The first thing I did, which was the first thing and not the smart thing, was the naive run: flip MTP on, leave everything at defaults, and see what stock settings buy you. It’s what most people will reach for, and the articles all quote ~2x, so why not? Generation dropped to 18.6 tok/s, down from ~60 with MTP off. So, the opposite of 2x. Definitely didn’t seem right lol.

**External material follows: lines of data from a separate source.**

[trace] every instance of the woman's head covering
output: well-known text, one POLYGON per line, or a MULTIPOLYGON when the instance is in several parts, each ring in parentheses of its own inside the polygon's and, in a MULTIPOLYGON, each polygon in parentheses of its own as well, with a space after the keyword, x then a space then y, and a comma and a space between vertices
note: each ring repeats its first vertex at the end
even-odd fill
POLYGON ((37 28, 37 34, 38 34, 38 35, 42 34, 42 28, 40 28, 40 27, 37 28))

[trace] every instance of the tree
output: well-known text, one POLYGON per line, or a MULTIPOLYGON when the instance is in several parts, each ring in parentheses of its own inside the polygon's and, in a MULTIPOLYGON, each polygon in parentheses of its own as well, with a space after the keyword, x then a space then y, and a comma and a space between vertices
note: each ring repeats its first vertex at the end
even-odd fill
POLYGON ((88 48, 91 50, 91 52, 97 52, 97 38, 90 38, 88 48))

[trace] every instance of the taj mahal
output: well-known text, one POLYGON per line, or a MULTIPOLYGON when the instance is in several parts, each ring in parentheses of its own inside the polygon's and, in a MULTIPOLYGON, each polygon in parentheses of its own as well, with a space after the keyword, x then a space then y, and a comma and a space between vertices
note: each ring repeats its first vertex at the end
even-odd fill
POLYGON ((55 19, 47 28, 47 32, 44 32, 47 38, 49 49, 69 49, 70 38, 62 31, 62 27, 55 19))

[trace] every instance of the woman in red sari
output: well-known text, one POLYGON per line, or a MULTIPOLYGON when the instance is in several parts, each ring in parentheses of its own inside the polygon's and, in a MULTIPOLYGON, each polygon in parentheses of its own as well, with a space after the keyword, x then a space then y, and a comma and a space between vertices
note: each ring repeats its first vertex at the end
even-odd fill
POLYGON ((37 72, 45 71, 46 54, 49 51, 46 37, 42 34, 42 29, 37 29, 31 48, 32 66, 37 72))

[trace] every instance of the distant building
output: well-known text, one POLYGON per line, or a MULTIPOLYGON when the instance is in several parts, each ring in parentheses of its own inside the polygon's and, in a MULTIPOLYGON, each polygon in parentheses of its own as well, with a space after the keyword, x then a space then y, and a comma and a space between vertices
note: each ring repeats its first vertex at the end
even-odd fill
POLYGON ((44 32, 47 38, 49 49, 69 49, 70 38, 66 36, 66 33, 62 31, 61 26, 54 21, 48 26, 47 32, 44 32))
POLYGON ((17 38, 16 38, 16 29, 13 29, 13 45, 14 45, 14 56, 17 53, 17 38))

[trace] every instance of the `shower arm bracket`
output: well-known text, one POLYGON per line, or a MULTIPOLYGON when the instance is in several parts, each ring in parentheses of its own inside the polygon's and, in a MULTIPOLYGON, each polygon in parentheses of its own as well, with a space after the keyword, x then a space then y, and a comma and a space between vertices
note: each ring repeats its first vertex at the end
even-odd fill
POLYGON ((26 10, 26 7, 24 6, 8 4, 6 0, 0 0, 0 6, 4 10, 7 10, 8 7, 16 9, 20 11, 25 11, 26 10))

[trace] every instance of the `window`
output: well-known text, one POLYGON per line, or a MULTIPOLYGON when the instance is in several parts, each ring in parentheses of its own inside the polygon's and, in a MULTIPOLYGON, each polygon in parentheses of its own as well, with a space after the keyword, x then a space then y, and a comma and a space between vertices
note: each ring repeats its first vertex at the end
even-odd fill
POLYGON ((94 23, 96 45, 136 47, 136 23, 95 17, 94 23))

The culprit was --spec-draft-n-max, the number of tokens the head is allowed to draft ahead before the model checks its work. It defaults to 16. Here’s what it gets you at a range of values (tok/s, higher is better):

MTP config (qwen3.6-35B-A3B, Unsloth Q4_K_M - early run)	tok/s
off (baseline)	59.7
on, `--spec-draft-n-max 16` (the default)	18.6
on, `--spec-draft-n-max 8`	27.6
on, `--spec-draft-n-max 4`	66.9

A caveat on these numbers: they were quick and exploratory. I killed off any stray model servers but skipped the full services-down, fans-pinned protocol I used for the recommended config below, so read the absolute baseline loosely. (It also idles at ~60 here rather than the ~65 you’ll see later because this early run used a slightly slower quant upload. Why two “Q4_K_M” files run at different speeds is its own rabbit hole, maybe a future companion post.) A 3x regression dwarfs either effect, which is the whole point.

So there we have it: for me, the default was a roughly 3x regression, and the line between useless and useful is narrow. n=8 is still slower than no MTP at all, and only by n=4 does it pull ahead. I almost wrote the whole thing up as “MTP doesn’t work on Strix Halo MoE” right there. Then I did the thing I should’ve led with if I’d actually wanted good numbers: went and read how MTP works.

The knob that matters: --spec-draft-n-max

The default of 16 is calibrated for dense, instruction-tuned models, which accept long draft runs. An A3B MoE is the opposite: only ~3B parameters fire per token, the head’s predictions get rejected sooner, and every rejected draft past the acceptance point is pure waste. The community guidance for A3B-class MoEs converges on n=2 or 3. Even llama.cpp’s own MTP pull request reports its best results around 3 draft tokens at roughly 75% steady-state acceptance, nowhere near the default 16, and acceptance only falls faster as you push past that.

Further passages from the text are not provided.